Limitations: can result in sparse data.

## Multivariable adjustment

This method involves using multivariable regression models to control for confounders. It can handle multiple confounders, and confounders that have many strata or are continuous. The presence of a confounder is suggested when the effect of the exposure on the outcome changes by >10% when the confounder is included in the model.

Note: statistical significance (whether the confounder is significant in the regression model) should not be used to determine the presence/absence of a confounder. Statistically non-significant confounder (e.g. p >.05) may have an important confounding effect. Confounding does not depend on statistical significance; the amount of confounding is a result of the strength of the two associations between confounder and both exposure and outcome.

# Caveats to Consider

When there is excess correlation between confounder and exposure (or confounder and outcome), it becomes difficult, if not impossible, to control for confounding (problem known as collinearity). For example, consider the exposure of “air pollution” and the suspected confounder of “area of residence”, it would be difficult to control for the effect of residence when assessing the effect of air pollution on respiratory symptoms.

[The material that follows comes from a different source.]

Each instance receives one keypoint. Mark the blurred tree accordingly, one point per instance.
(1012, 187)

It is only possible to adjust for a confounder when levels of the confounder and those of the exposure overlap. For example, it would be impossible to adjust for age if there were no overlap in ages between exposed and unexposed individuals.

Residual confounding occurs when either the categories of the confounder controlled for are too broad, resulting in an imperfect adjustment, or when some confounding variables remain unaccounted for.

# References and Further Readings

Rothman, Kenneth J. Epidemiology: an introduction. Oxford University Press, 2012.